Justin and Travis doubled on nice browns a second time. I had hopped out and walked the boat onto a gravel bar where they could reach the head of an awesome looking run. I netted Justin's first while standing outside the boat. A few seconds later I scooped Travis's and Justin's made a jump for it. After a brief encore battle I netted it again and hoisted a net with two browns for the second time today. A passing jet boat drifting by got to witness the whole event and waived in approval. One of only two other fishing boats we saw all day.

Fishing couldn't be described as "hot," but when the events spanning ten hours on the water are condensed into a summary, it's hard to ask for a better day. We continued to pick up fish here and there as we floated on. The 'dry' spells seemed to be getting longer, but still most everything we were connecting with was solidly between a fat 16 and 20 inches. Justin landed the heftiest rainbow of the day, topping out at 19 inches.  The big fish outnumbered the small.
Double #2

Even what we didn't connect with was large. Justin once had a brown head-and-shoulders bigger than anything we'd landed that day come chasing across a shallow shoal. It looked like a redfish charging a topwater over an oyster reef. Made my heart stop to see it.   How he didn't hook up with it I don't know. I think he'd been rubbernecking at the scenery and didn't see the fish at first. It even came back for a another try when he quickly served it a second cast.
Some time later I watched Travis hookset into an immovable fish. It bulldogged a couple times with long, wide throbs and then surged into a run like a steelhead that had suddenly decided to return to the ocean - and popped free.

mid river seam
The 22-inch brown I'd taken earlier turned out to be the longest fish of the day, but I caught two more at and over the 20-inch mark in the final leg of the float.  Both took an oversized plastic jerkbait on a jighead more traditionally suited to largemouth bass than trout. 

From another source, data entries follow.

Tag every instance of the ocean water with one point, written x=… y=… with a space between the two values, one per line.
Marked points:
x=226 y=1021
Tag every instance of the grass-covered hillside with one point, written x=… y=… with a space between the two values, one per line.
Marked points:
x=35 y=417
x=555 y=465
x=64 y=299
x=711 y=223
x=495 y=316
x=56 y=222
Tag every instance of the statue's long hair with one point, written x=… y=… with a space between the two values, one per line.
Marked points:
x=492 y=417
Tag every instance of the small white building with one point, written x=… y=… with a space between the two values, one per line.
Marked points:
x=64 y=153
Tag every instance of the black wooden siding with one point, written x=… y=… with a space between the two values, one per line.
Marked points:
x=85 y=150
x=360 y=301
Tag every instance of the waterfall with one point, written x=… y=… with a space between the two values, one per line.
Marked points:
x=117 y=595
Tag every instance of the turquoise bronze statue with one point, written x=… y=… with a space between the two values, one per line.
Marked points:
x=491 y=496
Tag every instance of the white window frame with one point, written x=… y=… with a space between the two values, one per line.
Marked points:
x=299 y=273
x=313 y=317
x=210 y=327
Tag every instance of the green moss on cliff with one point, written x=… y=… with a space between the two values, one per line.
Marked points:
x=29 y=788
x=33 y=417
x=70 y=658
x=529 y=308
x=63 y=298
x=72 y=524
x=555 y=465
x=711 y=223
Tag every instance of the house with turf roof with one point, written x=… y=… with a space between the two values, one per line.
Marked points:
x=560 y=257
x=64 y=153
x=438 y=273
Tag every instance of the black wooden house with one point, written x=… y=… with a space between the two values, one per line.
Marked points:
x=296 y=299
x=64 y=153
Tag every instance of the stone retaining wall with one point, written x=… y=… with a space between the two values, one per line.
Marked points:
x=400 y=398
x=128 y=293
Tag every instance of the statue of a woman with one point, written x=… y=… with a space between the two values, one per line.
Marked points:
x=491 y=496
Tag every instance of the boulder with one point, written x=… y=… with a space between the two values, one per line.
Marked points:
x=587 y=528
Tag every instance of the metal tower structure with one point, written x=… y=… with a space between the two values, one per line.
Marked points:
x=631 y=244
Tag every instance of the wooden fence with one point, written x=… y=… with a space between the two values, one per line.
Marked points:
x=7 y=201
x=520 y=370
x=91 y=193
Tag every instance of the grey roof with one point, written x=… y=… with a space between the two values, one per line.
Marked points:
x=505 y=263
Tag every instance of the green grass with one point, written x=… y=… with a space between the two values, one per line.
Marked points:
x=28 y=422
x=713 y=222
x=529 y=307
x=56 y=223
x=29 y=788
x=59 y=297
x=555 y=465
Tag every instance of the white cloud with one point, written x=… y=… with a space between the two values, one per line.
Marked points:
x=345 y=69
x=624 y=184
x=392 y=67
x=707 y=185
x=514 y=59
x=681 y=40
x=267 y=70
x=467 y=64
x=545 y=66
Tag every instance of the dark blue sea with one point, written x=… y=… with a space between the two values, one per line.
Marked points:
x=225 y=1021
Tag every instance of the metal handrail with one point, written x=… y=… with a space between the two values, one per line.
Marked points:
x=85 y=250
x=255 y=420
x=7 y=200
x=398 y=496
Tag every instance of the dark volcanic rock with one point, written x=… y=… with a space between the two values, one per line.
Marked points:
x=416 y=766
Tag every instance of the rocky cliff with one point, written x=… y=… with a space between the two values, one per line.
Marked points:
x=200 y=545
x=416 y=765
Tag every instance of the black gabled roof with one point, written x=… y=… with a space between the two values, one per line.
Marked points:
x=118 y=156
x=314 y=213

The first and heftier of the two was in a classic seam where two currents melded together on the tail-end of an exposed gravel bar.  He came out into the perfect evening light for a photo against the backdrop of mountains. 

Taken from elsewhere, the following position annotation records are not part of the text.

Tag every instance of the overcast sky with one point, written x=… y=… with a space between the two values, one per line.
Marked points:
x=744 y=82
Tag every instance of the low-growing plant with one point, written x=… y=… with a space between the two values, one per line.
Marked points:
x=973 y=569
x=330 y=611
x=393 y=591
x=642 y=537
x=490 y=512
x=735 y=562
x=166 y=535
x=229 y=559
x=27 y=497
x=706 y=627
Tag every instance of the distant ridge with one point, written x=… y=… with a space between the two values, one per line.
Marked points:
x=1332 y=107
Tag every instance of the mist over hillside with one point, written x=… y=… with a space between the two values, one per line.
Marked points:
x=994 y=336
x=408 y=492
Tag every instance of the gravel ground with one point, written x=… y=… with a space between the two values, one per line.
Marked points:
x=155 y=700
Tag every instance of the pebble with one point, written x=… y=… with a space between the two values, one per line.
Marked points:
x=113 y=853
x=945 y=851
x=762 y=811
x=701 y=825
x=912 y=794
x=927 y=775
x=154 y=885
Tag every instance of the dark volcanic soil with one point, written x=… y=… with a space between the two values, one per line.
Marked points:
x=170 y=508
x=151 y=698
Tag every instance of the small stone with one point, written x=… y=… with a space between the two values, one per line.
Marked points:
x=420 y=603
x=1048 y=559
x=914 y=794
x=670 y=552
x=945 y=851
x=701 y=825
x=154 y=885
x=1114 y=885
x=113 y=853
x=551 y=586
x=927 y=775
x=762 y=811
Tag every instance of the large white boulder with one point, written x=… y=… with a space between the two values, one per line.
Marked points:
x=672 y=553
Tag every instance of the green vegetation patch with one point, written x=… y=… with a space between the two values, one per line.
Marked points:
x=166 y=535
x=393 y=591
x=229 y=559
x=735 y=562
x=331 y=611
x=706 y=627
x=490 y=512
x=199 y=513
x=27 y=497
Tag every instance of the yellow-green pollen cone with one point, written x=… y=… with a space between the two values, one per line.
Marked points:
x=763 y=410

The second came from a shallow little pocket along the bank that looked more like a rearing pond for water striders than the haunts of a mature trout. But there was something about it that made me cast to it.  He blasted the surface and tail-walked across the shallows and out into some depth where he could do battle in style.

shallow pocket dweller
We exited the river after sunset, filleted the rainbows slated for Sunday dinner back at Travis's house by the headlights of my Stealthcraft, and then hit a little Montana diner for a hearty burger before we parted ways.
I'm sure there's more winter yet to go, but after a day like that, I say bring on spring!

Stealthcraft headlights at work

1 comment:

  1. How long does it take to photos hop that same mounted brown into your background pics?